- Born: 1953 or 1954 Salvador, Bahia
- Died: March 11, 1994 (aged 40) New York City
- Occupations: Dancer, choreographer, percussionist
- Known for: Mestre Capoeira

= Loremil Machado =

Teacher and performer of Afro-Brazilian dance

Loremil Machado (1953 or 1954 – March 11, 1994) was a teacher and performer of Afro-Brazilian dance. He and fellow dancer, Jelon Vieira, are considered to be responsible for the introduction of capoeira to the United States.

==Early life==
Loremil Machado was born in 1953 or 1954.
==Career==
Machado and Vieira, both natives of Bahia, Brazil, came to New York City in 1975, to perform in a production of the play Parto by Brazilian playwright Gilda Grillo and Maria Isabel Barreno. Having decided to stay, they began to teach and perform in venues around the city. Notably, Machado and Vieira performed capoeira demonstrations at public schools in the Bronx. Master capoeira teacher Mestre Acordeon has said "[These] demonstrations by Mestre Jelon [Vieira] and Loremil Machado are considered by many to be responsible for the incorporation of capoeira movements into breakdancing". And author Matthias Röhrig Assunção says "many people believe [their] performances inspired the break dance craze of the 1980s."
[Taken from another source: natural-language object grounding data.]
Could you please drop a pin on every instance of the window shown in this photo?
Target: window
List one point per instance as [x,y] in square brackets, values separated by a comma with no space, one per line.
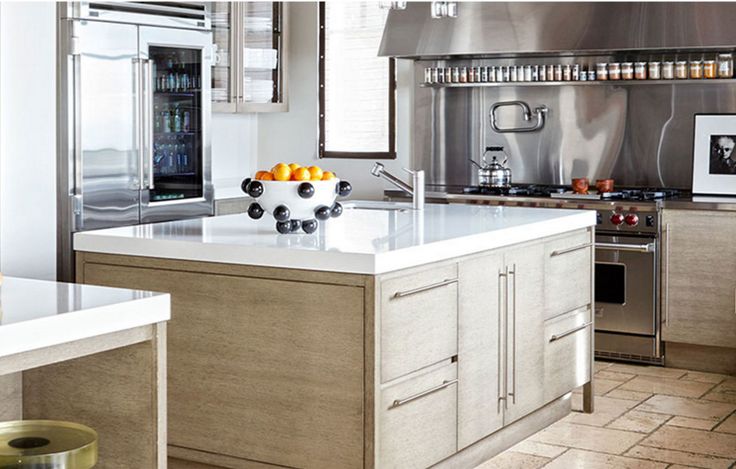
[357,103]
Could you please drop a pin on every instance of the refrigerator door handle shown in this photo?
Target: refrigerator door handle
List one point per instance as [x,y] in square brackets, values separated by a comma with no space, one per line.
[147,93]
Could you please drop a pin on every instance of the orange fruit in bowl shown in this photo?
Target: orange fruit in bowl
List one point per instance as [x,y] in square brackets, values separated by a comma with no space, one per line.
[281,172]
[316,173]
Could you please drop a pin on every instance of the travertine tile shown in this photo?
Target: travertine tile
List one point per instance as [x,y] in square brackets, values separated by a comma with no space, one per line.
[694,408]
[679,457]
[700,424]
[577,459]
[637,421]
[648,370]
[602,386]
[714,378]
[728,426]
[724,392]
[668,386]
[606,410]
[513,460]
[538,449]
[604,440]
[614,376]
[693,441]
[630,395]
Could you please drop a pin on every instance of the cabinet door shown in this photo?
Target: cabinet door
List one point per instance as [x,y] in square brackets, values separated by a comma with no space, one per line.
[524,330]
[480,410]
[699,277]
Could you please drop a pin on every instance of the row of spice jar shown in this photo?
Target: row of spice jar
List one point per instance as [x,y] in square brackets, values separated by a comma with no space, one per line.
[666,70]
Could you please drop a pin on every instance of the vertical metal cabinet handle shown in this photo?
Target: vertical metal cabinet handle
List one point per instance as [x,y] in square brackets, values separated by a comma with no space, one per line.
[512,322]
[501,364]
[406,400]
[147,118]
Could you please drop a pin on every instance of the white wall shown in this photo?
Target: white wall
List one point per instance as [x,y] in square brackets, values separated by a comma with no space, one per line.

The pair also taught at the Clark Center for the Performing Arts and for "four of five years" performed a weekly show of capoeira set to jazz music at the Cachaça nightclub on East 62nd Street. Machado formed his own group, the Loremil Machado Afro-Brazilian Dance Company, and was a featured dancer in Vieira's Capoeiras of Bahia, later renamed DanceBrazil.

Award-winning playwright and poet Ntozake Shange was one of his students, recalling "Where else to be on New Year's Eve? In a lover's arms, you say.  Or, maybe at a fabulous champagne New Year's Eve party.  No, the place for me was Loremil Machado's class for the end of the year.  It was as important as a midnight mass.  The class was full to the corners and we were all ready for our athletic, jumping, twirling, kicking, giving much quick knees and feet..."

Pioneering Black filmmaker Warrington Hudlin produced and directed a 1980 documentary short, Capoeira of Brazil, featuring Vieira, Machado, Eusebio da Silva, and their students.

==Death==
Machado died on March 11, 1994. The New York Times obituary said of him: "Mr. Machado was known for the intensity of his dancing even in styles like the Brazilian martial arts form Capoeira, which calls as much for reckless daring as for skill and training." His longtime friend, writer and dancer Barbara Browning, said that the cause of death was AIDS.